Im Grunde widerspricht er der Frau Paoli, aber so richtig hinschreiben will das die spanische Journalistin nicht.

„Beide sind sich einig, dass die Warnung der Richterin ein »Aufruf zum Handeln« ist, wie Voeten es ausdrückt. »Ich verstehe die Besorgnis der Menschen. Die Bundespolizei ist unterfinanziert, Richter werden bedroht … so etwas sind wir nicht gewohnt. Es ist ein Zeichen dafür, dass sich das Problem verschärft und wir Hilfe und finanzielle Unterstützung brauchen«, fasst Paoli zusammen.“

Man fragt sich, wer in diesem Fall „Wir“ sind?
Die Klage, es würde zu wenig getan, verschließt offensichtlich die Augen davor, daß der Drogenhandel in der Politik und bei den Behörden angekommen ist.
Zusätzlich haben in ganz Europa Sparprogramme die Sicherheitsorgane ausgedünnt, was nicht nur den Personalstand, sondern auch die technische Ausstattung, Datenverarbeitungskapazitäten usw. betrifft.

„Dass Belgien ein Drogenproblem hat, ist unbestreitbar.
2024, während der EU-Ratspräsidentschaft, erklärte die belgische Regierung den Kampf gegen die organisierte Drogenkriminalität zu einer ihrer Prioritäten und präsentierte unter anderem die »Europäische Hafenallianz« zur Stärkung von Sicherheit und Zusammenarbeit.
Auf nationaler Ebene schlug der damalige Innenminister Bernard Quintin vor, dass Soldaten in Brüssel gemeinsam mit Polizisten patrouillieren sollen.

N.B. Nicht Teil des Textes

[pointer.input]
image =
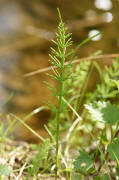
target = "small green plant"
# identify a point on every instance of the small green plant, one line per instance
(58, 58)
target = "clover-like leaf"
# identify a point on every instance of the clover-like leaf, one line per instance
(113, 150)
(5, 170)
(83, 163)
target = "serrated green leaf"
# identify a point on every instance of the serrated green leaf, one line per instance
(110, 114)
(83, 163)
(102, 177)
(5, 170)
(113, 150)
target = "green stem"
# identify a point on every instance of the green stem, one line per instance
(59, 112)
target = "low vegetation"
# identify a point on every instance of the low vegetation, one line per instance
(83, 129)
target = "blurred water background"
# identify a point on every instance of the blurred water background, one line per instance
(26, 28)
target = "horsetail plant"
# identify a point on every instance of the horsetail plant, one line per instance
(61, 75)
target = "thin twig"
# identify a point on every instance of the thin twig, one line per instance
(106, 56)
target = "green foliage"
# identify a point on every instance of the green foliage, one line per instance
(5, 170)
(41, 158)
(83, 163)
(108, 89)
(106, 113)
(113, 149)
(110, 114)
(102, 177)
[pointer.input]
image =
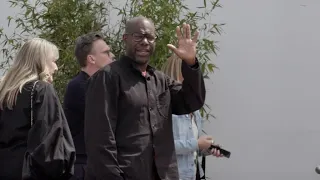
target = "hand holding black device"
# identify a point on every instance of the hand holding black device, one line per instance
(225, 153)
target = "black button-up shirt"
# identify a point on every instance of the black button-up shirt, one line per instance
(128, 125)
(74, 105)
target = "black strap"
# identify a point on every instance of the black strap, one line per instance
(31, 109)
(203, 166)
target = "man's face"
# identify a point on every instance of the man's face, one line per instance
(140, 41)
(100, 53)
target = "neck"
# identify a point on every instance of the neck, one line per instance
(89, 71)
(140, 66)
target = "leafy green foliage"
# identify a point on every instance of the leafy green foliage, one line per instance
(62, 21)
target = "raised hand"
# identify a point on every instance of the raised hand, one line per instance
(187, 47)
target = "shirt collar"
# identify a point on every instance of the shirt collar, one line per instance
(130, 63)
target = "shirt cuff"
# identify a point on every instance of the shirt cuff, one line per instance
(196, 64)
(194, 144)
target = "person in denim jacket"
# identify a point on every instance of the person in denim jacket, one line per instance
(189, 139)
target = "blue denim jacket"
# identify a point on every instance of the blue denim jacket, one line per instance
(186, 144)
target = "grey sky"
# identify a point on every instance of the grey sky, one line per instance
(266, 95)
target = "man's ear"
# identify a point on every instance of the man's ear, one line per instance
(90, 59)
(124, 37)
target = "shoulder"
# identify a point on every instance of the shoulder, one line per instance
(43, 88)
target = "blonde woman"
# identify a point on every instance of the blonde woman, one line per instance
(35, 140)
(189, 141)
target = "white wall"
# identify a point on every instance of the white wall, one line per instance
(266, 94)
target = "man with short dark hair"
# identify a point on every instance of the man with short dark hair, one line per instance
(92, 53)
(128, 125)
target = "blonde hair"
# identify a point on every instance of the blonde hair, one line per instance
(31, 63)
(172, 67)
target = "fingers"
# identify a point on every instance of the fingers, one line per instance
(195, 36)
(172, 48)
(187, 32)
(178, 32)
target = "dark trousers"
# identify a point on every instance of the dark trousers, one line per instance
(79, 172)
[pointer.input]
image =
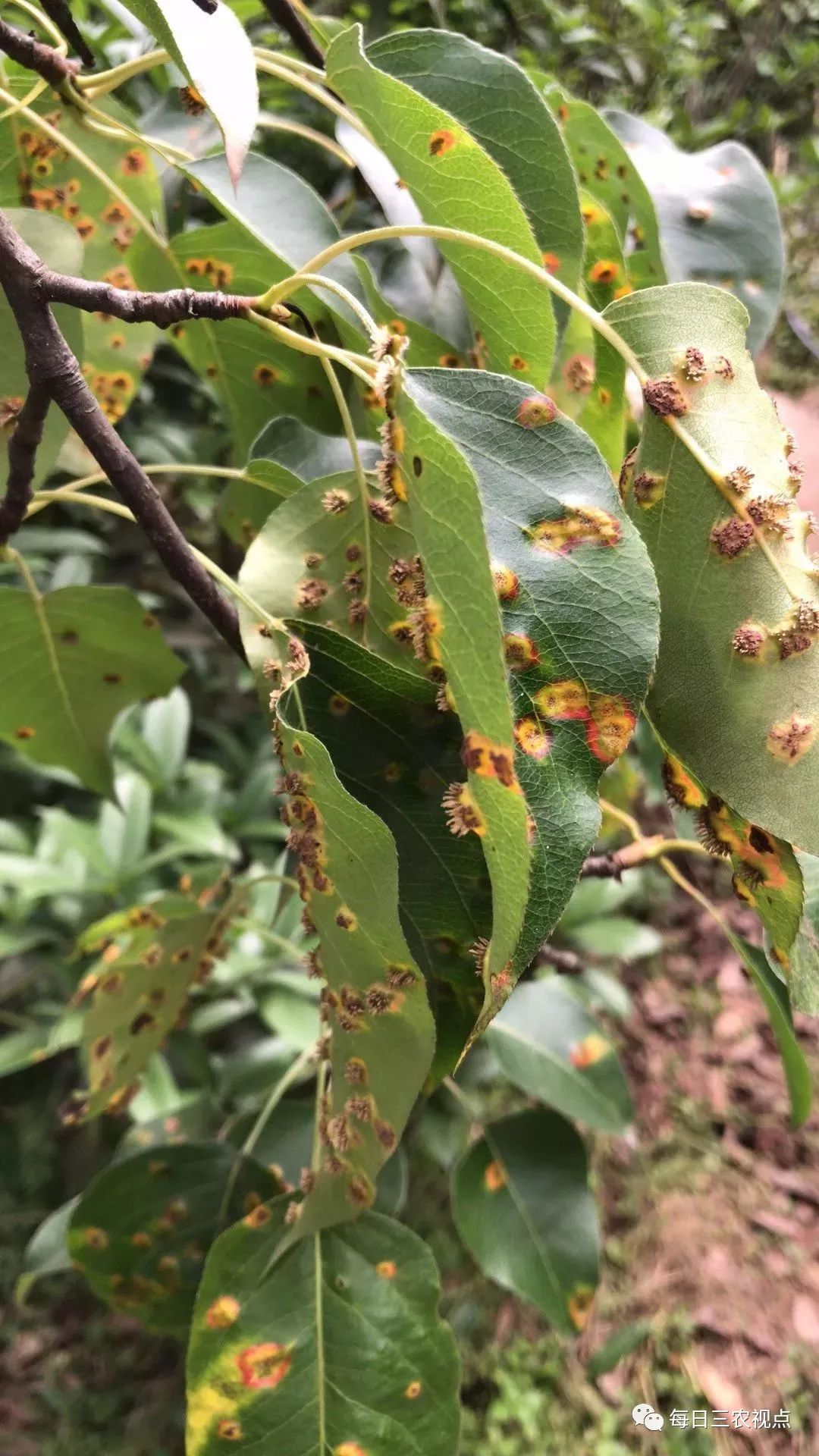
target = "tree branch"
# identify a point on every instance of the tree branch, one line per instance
(57, 11)
(53, 370)
(289, 19)
(36, 55)
(22, 455)
(164, 309)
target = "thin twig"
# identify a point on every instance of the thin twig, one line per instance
(22, 456)
(283, 15)
(36, 55)
(133, 306)
(57, 11)
(53, 369)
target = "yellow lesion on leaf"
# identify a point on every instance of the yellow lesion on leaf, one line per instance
(580, 526)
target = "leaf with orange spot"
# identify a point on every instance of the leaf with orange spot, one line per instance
(107, 224)
(337, 1343)
(523, 1209)
(86, 654)
(746, 728)
(167, 948)
(216, 55)
(158, 1216)
(582, 628)
(551, 1047)
(463, 187)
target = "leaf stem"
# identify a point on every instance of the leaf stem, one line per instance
(359, 364)
(104, 82)
(115, 509)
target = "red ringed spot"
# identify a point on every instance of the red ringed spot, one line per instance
(535, 411)
(532, 739)
(264, 1366)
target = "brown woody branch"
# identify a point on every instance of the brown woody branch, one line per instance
(22, 455)
(36, 55)
(289, 19)
(55, 373)
(164, 309)
(57, 11)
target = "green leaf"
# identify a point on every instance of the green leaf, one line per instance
(457, 184)
(550, 1046)
(253, 375)
(776, 1001)
(608, 172)
(592, 376)
(107, 218)
(544, 475)
(397, 753)
(61, 249)
(381, 1025)
(739, 711)
(522, 1206)
(143, 1226)
(287, 218)
(802, 960)
(617, 935)
(47, 1251)
(499, 105)
(283, 456)
(617, 1347)
(140, 993)
(461, 634)
(719, 218)
(218, 58)
(74, 658)
(340, 1348)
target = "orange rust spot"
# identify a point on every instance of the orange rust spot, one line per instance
(580, 526)
(588, 1052)
(579, 1305)
(463, 814)
(611, 727)
(681, 786)
(535, 411)
(519, 651)
(223, 1312)
(264, 1366)
(506, 582)
(563, 701)
(494, 1177)
(579, 373)
(441, 142)
(488, 761)
(532, 739)
(257, 1218)
(604, 271)
(792, 739)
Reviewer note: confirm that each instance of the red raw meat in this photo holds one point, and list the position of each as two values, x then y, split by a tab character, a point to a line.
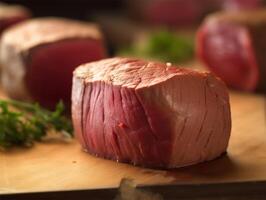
232	45
235	5
39	56
150	114
12	14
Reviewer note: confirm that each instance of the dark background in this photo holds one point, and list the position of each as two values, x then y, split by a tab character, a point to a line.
79	9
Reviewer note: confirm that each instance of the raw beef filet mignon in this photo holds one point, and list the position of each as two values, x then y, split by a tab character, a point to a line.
233	46
149	113
38	57
12	14
235	5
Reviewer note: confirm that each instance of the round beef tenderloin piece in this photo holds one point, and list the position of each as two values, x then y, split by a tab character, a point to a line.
150	114
232	45
12	14
38	58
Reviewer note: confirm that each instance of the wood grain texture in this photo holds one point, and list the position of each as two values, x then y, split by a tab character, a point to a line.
53	166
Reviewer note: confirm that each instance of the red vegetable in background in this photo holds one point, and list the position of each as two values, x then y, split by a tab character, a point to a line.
233	45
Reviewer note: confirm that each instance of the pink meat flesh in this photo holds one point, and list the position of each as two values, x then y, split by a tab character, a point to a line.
227	50
50	68
149	114
234	5
5	23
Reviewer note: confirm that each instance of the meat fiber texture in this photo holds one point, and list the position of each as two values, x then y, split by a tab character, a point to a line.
150	114
232	45
38	58
12	14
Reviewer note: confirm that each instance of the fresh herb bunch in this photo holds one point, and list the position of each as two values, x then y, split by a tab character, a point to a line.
163	45
23	123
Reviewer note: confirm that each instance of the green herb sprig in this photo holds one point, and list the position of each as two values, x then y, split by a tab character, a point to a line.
162	45
23	123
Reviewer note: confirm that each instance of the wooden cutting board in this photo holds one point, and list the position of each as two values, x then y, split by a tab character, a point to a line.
63	166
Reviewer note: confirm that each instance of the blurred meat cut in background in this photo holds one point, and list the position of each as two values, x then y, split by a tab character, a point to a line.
163	30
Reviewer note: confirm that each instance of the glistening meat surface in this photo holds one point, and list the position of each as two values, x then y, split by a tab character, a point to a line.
149	114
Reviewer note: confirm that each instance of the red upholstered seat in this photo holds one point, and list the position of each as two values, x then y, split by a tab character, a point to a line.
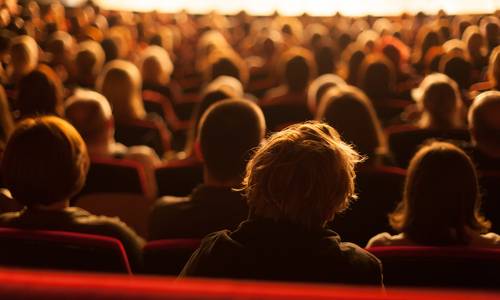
168	257
47	249
464	267
15	284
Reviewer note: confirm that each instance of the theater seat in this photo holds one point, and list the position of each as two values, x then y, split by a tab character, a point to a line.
22	284
460	267
168	257
178	178
109	175
131	209
44	249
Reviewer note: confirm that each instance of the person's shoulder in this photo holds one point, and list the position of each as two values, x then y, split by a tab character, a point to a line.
383	239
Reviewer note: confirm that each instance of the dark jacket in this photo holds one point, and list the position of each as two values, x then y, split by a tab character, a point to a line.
206	210
268	250
74	219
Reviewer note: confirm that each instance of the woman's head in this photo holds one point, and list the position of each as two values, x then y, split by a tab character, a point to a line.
303	174
350	112
440	102
45	161
441	197
156	66
120	82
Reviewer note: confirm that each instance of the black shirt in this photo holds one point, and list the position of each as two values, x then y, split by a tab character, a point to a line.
206	210
269	250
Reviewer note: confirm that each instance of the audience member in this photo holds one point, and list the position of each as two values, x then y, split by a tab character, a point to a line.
44	180
290	194
229	130
441	202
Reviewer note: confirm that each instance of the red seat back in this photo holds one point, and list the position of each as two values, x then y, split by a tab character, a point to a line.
48	249
461	267
168	257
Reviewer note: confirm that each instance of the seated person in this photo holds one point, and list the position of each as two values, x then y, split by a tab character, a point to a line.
441	202
91	115
228	131
295	183
45	179
484	127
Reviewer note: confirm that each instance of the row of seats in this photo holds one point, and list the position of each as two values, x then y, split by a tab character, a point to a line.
403	266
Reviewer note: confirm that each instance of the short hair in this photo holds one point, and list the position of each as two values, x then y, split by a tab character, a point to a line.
90	113
45	161
89	61
121	83
303	174
229	131
156	65
350	112
494	67
40	93
439	97
483	118
441	197
297	68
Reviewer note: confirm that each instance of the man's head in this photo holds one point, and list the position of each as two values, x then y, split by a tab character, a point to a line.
45	161
91	115
484	122
229	131
303	174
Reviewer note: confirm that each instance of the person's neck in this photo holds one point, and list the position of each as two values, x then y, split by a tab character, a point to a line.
60	205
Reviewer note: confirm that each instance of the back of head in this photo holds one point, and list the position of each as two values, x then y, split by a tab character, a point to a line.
297	68
89	112
24	55
228	131
377	77
120	82
156	65
484	122
350	112
303	175
439	98
89	61
441	197
40	93
494	68
45	161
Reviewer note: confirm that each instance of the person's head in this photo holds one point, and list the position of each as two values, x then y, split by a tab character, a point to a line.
40	93
441	197
318	88
351	113
23	56
156	66
45	162
228	131
439	100
484	123
120	82
6	119
458	68
494	68
303	174
90	113
297	68
89	61
377	77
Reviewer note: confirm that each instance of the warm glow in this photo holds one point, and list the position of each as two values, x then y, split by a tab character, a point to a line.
312	7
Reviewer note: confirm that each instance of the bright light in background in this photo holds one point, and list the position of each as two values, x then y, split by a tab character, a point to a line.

Die derzeit sechs Polizeizonen sollen bis 2027 zu einer einzigen zusammengelegt werden, um die Effizienz zu steigern. Ihre Amtskollegin im Justizministerium, Annelies Verlinden, erklärte diese Woche, dass die Sicherheitsvorkehrungen in den Gerichten verstärkt worden seien und dass die identifizierenden Daten von Beamten und Richtern anonymisiert würden.“

Erst jetzt?!

„Auch auf europäischer Ebene tut sich etwas. Brüssel muss noch vor Jahresende eine neue EU-Drogenstrategie und einen Aktionsplan mit neuen, konkreten Maßnahmen vorlegen. Zudem wird bereits an neuen Gesetzen gearbeitet, die bis Ende 2026 in Kraft treten sollen, um die Bekämpfung der organisierten Kriminalität in der gesamten EU zu verbessern.
Jede Anstrengung sei willkommen, betont Voeten. Denn, warnt er, das Drogenproblem werde nicht verschwinden.“

Das Interessante ist, wie es eigentlich so weit kommen konnte.
Aber da müßte man die ganze EU und ihre Politik genauer untersuchen.